November 2020

November 2020

This a story that, bleary in lost morning after red-eye, ravels across a graying field being swallowed by a sea. Early in quarantine, I am isolated in a coastal forest haunted by roving free radicals. I read a post-apocalyptic novel about a father and son trying to make their way to the ocean because the ocean is all that is left. The television news only tells me everyone is at risk.

With no place to go, I doomscroll for hours through stories about an erratic affliction of disaffection that, paradoxically, unites a certain strain of the same ignorance lurking outside my window here in America’s umbrage. A month goes by without a change. Write, I tell myself, but nothing seems right.

Two months now I’m here. Half of America’s body politic dons red caps. Every religion, I tell a friend on the phone, has its hat. How easy it has become to imagine a few hundred proud disciples online for a big cup of pernicious red Flavor Aid. One in a state-issued uniform murders an unarmed black man. The leader, never one to miss an opportunity, holds a bible upside down and calls his loyalists to parade.

Protests form against the self-absorbed cortège. The protestors are murdered. Gunned down on my television. Outside, an old man plows a field while my peers are gunned down in a newsfeed. Dust kicks up. We don’t speak. Every day the violence gets more brutal, but the old man and I don’t speak. Maybe get out of here, I think. Go see without putting him at risk. Needing answers, I drive the hundred miles to the only open bookstore. The books I request are left outside.
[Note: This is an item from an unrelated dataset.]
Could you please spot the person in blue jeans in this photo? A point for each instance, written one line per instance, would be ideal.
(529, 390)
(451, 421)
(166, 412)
Blurry as in mysteriously hungover on bright May-day beach. Squint at pages. Lascivious bodies are forced to sit far apart. Americans wade in the gauche flotsam of some brats’ beach party. The pages are no help. A refrain floats around as if to offer a little comfort: this is not normal. Still, no answers come. Only an uncanny sense that there is no sense. Slow wave after slow wave sloshes against cold skin.

The sun doesn’t sway. This is not normal. I keep repeating (only to myself, for now) a few lines from Nathanael West’s Miss Lonelyhearts:

The Leopard of Discontent walks the streets of my city; the Lion of Discouragement crouches outside the walls of my citadel. All is dissolution and vexation of the spirit. I feel like hell.

I feel like hell. West’s protagonist, Miss Lonelyhearts, is fed those words by his supervisor, Shrike. Miss Lonelyhearts is to believe he is unreasonably depressed and should enjoy his role as advice columnist to desperate readers. He is, he’s told, in need of relaxation. Harold Bloom posits that Shrike, who will exploit anyone to sell more newspapers, is an allegorical Satan. Bloom is mistaken. Even the Devil has his reasons.

It’s hot here. It could be worse. The Devil is a liar, and it could be worse. Philosopher Harry Frankfurt sets as a defining characteristic of bullshit its being “short of a lie.” A liar conceals facts in an effort to evince a different reality; lairs are active against actuality. Bullshitters though have no concern with the substance of what they push.

A bullshitter’s spirits may be “the world’s finest super premium” or his vessel full up with Russian thistle. His hooch might be special or “without distinctive character, aroma, taste or color”—terms I hear months later in cafe-male parlance as the mansplainers flog each other with their new knowledge that it’s marketing. Could the line-lifters evolve from recitation to reconstruction I might find hope. All that matters is belief. Each cycle deposits more trash than the previous, yet the growing cluster is increasingly less surprising. Junk rattles.


Ostentation without pretension, the pusher gold plates his world to play king yet lacks the decorum to make anyone bow. His speech is so false that it cannot judge, for judgement needs truth. Tired arrives the everyman, weary and wanting for a little relief. Ready for a blank savior in whom anything can be imagined. A quotidian glass bottle I see online provides evidence: the perceived power imparted by its adoring gilded “T” commands seven hundred dollars. It’s empty. This is religious fetishism writ large.

Change the channel but the news doesn’t change. Leave the state but the feed is the same. Was it mass production that precipitated this bathos? A repetitive stamping of weighty press beating into obscurity what West calls, “the rhythms of an old, old work.” Is my life too easy? I will never have need to recite sacred stories or sit in the tranquility with a quiet mind. My plentiful leisure time is easily consumed with bemusement. The great hand tends towards of ease of use.

The election comes and goes. The news doesn’t change. The loudest noise is still white. My aggie allusions seem more and more only atavistic romanticizing: I am not cold; I am privileged. As winter approaches I know I should have grown something yet keep staring nonplussed at the flood, and to ask what one has accomplished trudging through the mud of this endless fall is rude.